Lee Pei Shan, 19, Netball

“When I first qualified for the national youth team, it was quite a shock. I had to train four to five times a week, up from twice a week, and juggle all that extra training with my studies. But the intense training paid off when we won the 2017 U21 Asian Youth Netball Championships in South Korea for the first time. This was a surprise because we had lost to tough opponents such as Sri Lanka and Malaysia in our previous encounters. We were down by five points in the first quarter against the Sri Lankan team, and then my coach decided to change the team’s shooting strategy by substituting me into the Goal Shooter position.

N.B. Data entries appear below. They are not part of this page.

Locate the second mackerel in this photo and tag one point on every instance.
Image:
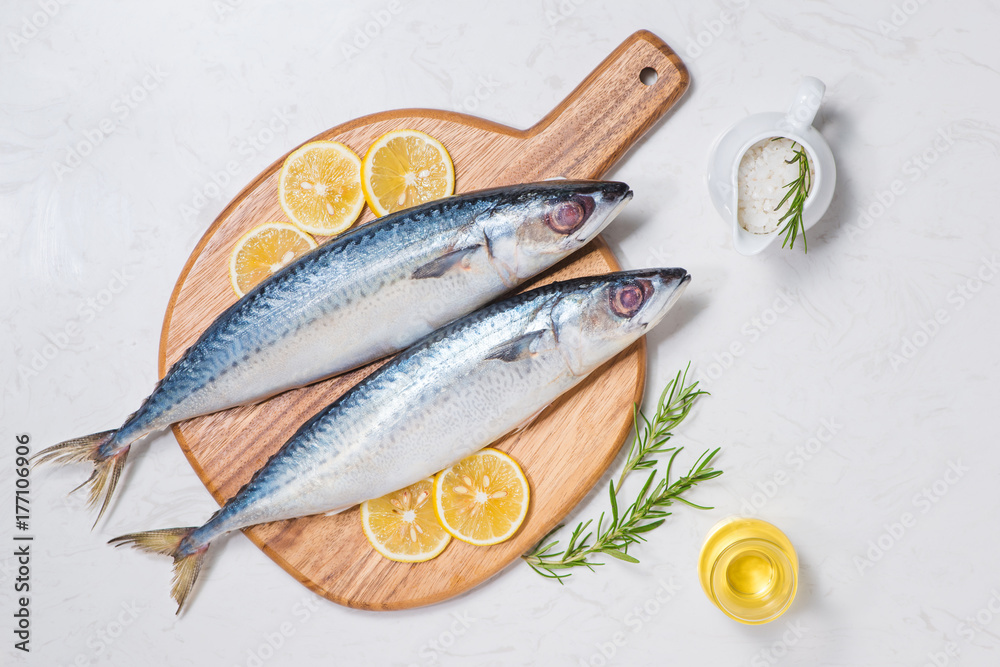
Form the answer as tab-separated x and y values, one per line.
366	294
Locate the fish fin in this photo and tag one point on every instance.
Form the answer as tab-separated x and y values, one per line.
519	348
442	265
76	450
107	469
527	422
187	562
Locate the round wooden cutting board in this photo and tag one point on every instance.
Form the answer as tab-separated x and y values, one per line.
563	452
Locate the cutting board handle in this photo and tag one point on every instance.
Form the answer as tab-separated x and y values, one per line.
612	108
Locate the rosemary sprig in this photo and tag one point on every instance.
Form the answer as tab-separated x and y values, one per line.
798	190
648	510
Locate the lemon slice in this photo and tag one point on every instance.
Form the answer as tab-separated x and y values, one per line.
483	498
263	251
320	188
402	525
404	168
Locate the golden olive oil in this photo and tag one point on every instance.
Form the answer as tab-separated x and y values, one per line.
749	569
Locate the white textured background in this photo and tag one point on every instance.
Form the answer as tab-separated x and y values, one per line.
244	81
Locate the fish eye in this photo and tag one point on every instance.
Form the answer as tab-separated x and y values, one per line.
627	299
566	217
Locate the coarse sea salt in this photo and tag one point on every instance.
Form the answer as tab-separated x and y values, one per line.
762	176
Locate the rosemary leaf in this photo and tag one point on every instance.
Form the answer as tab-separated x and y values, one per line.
648	511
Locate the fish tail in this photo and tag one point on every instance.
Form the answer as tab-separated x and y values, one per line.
170	542
107	469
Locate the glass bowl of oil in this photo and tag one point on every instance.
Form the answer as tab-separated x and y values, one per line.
749	569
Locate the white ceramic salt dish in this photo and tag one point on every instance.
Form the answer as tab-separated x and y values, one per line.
728	150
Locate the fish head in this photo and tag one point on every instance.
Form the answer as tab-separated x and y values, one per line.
544	222
606	314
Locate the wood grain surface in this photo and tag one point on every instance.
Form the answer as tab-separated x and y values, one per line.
564	452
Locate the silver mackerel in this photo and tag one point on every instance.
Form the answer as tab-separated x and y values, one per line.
449	395
364	295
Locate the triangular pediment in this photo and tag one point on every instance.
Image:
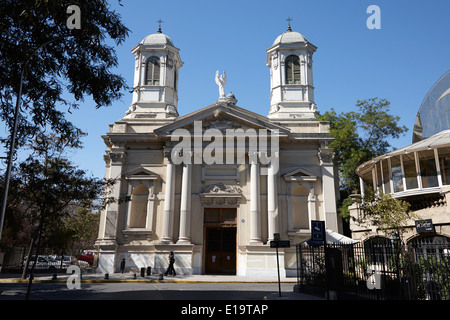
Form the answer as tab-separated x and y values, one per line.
299	174
221	117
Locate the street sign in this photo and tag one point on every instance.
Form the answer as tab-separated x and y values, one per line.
424	226
280	244
318	230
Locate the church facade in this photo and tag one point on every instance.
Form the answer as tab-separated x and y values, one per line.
215	185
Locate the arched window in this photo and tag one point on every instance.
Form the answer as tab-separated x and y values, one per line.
300	212
138	211
152	71
292	66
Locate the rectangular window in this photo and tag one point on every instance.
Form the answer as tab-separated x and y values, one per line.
444	163
386	178
428	170
397	174
409	167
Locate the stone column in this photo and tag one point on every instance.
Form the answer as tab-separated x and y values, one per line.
169	197
311	205
328	188
255	217
185	207
272	201
150	210
110	215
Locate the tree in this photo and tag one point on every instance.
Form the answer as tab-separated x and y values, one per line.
360	136
51	186
388	214
78	62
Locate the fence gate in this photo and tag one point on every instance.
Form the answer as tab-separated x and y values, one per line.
380	269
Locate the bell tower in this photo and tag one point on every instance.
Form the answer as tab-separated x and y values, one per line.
291	77
155	85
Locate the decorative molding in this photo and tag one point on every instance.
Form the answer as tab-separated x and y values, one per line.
220	187
220	194
221	124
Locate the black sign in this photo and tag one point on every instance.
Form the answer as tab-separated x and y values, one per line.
425	225
280	244
318	231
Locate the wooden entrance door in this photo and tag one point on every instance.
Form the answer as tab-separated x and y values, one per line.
220	241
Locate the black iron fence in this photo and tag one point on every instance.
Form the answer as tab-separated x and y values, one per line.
15	260
375	270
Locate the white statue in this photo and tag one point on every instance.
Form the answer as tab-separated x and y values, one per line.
221	81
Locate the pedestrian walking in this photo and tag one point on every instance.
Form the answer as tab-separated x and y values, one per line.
170	270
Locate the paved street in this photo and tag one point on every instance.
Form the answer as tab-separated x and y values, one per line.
125	287
146	291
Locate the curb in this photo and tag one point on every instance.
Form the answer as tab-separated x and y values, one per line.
138	281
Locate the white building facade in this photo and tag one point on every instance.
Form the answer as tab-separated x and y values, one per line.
216	203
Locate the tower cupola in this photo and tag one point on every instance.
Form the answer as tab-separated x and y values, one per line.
291	77
155	85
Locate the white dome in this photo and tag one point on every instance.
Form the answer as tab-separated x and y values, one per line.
157	39
289	37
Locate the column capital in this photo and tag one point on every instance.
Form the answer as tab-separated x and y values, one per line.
117	157
326	156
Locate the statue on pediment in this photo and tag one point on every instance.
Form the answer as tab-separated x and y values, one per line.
221	82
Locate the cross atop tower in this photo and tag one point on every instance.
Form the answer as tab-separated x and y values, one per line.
289	23
159	21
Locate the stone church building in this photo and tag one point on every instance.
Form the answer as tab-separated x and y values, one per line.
213	186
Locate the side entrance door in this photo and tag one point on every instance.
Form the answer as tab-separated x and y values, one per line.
220	241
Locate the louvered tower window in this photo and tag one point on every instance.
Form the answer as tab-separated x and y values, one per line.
152	72
292	70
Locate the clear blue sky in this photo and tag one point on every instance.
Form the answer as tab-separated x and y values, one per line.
399	62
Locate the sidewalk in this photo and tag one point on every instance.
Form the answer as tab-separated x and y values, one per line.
132	277
155	278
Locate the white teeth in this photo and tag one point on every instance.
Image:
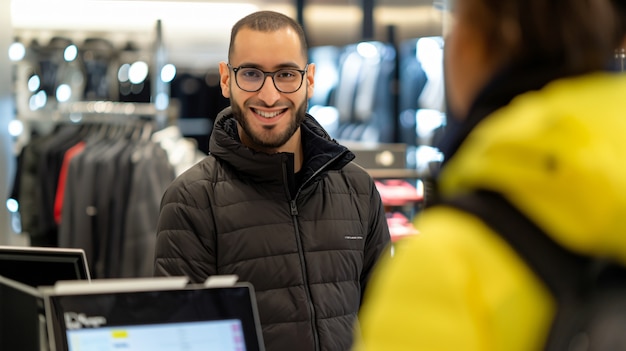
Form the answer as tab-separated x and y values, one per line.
267	114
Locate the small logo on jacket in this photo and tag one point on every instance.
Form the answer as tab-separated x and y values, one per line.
353	237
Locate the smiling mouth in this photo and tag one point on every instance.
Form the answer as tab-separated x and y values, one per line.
268	114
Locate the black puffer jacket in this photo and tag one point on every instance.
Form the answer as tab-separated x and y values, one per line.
308	256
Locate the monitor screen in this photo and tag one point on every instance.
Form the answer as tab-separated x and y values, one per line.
201	318
42	266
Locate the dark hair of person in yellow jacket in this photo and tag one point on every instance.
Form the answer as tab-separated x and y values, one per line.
537	114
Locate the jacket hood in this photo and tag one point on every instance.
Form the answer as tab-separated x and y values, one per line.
558	155
320	151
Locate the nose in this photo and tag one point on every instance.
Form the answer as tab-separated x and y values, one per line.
268	93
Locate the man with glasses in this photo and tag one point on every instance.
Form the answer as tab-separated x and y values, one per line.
276	202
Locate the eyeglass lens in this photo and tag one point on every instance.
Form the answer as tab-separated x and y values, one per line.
285	80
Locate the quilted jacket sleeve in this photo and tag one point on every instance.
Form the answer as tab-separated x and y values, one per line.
185	243
378	239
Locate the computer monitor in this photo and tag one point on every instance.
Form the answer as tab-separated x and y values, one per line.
186	318
41	266
22	317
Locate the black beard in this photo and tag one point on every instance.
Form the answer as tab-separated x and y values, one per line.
257	142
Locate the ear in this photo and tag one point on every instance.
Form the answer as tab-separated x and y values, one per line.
225	79
310	79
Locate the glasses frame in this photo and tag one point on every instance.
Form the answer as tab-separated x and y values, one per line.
270	74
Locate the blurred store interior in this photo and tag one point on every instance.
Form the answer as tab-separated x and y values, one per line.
379	83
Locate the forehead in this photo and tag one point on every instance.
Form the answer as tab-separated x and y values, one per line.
267	49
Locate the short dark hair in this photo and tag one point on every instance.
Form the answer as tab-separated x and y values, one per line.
575	36
268	21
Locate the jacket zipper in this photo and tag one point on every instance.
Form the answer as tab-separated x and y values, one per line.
294	214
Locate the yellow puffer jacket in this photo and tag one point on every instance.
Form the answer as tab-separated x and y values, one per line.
559	155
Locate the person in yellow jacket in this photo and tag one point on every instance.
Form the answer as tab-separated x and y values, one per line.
536	116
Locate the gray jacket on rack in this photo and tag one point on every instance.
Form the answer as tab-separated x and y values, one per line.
308	251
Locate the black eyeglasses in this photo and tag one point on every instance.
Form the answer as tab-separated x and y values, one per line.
286	80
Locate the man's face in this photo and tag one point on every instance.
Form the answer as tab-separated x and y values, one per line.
268	118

Fortunately, I was able to hold the defender well with my sturdy build and create space for a good position to take my shots, allowing us to eventually take the lead. No matter how tough the fight may be, it is crucial to remain optimistic and maintain composure on court. To all aspiring athletes, try to discover where your strengths lie, no matter how difficult the journey. Manage your time wisely. And practise. Practice makes perfect.”

Learning to Lose

Danielle Lim, 20, Wrestling

“My journey to becoming a wrestling athlete was entirely coincidental. I was observing the Republic Polytechnic wrestling team as part of a practicum for my sports coaching diploma, when the coach recommended that I train with them after finding out that I had defeated a stronger and more experienced opponent at a friendly competition. After some training, he recommended me to trial with the Wrestling Federation of Singapore, through which I qualified for the national team.

Since then, my most memorable experience was at the 2019 Philippines Open, where I had to wrestle with an opponent 7kg heavier than me. Although I eventually lost the match by a few points, I realised later that it was not entirely impossible to defeat her. That tournament boosted my confidence – especially when I was competing following a long rehabilitation period from surgery due to an ACL tear on my left knee. Before that, winning was all that mattered. Now, I have learnt to lose.”